Doris’s life was increasingly affected by her emphysema. She was less and less able to do the things she wanted to do, eventually rarely leaving the house. She struggled with pneumonia, chronic obstructive pulmonary disease (COPD) and depression. Her doctor told her she would need to be on oxygen 24 hours a day, and there was talk of putting her in hospice care.
Finally, Doris had had enough. “I wasn’t happy with my lifestyle, and I certainly wasn’t happy with what my doctor was telling me. I started researching on the computer, determined to find new treatments for my COPD and emphysema. That’s when I found the Zephyr valve procedure,” she said.
Doris chose Inova for the procedure and traveled from Lynchburg, VA. Inova’s expertise, world-class team and dedication to our patients sets our program apart. The program’s physician leader, Amit “Bobby” Mahajan, MD, FCCP, DAABIP, who is the Medical Director of the Inova Interventional Pulmonology and Complex Airway Disease Program, has more than 15 years of experience using endobronchial valves. “Dr. Mahajan is a leader in the field,” Nancy said.
Our team also features two dedicated lung navigators, who walk the patients through the process, help with logistics like appointment scheduling, and ensure they understand their disease, how this treatment can help and their role in their better breathing.

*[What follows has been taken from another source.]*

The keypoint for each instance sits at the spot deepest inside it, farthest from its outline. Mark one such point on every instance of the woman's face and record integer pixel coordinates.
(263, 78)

The program also has excellent follow up care with dedicated respiratory therapists who conduct follow-up testing to measure patients’ improvement in lung function for a year after the procedure.
Doris underwent a series of tests to evaluate her breathing, her heart and her lung tissue to determine whether the procedure might benefit her. She also participated in a pulmonary rehabilitation program, to make sure that her lung muscles were as strong as possible before the procedure. Then, on November 30, 2020, Dr. Mahajan – “Dr. Bobby” to his patients – placed five valves in her lung. She spent three days in the hospital, which is typical, before going home.
“Afterward, I had no pain, no incisions, and I was breathing better,” Doris said. “Dr. “Bobby,” Nancy Collar and all the staff were the best.”
After recovering from the procedure, Doris was able to get back to a more active lifestyle, including events with family and friends, going to church, and caring for her great-grandchildren. “I can’t explain how different my life is now compared to before the procedure. I’m a new person! I do housework, vacuum, mop the floors, I exercise five days a week and do upper body exercises, too,” Doris said. “Just last week I kept the children two days in a row – a 5-month-old and a 3-year-old. It was wonderful. I feel like I have my life back.”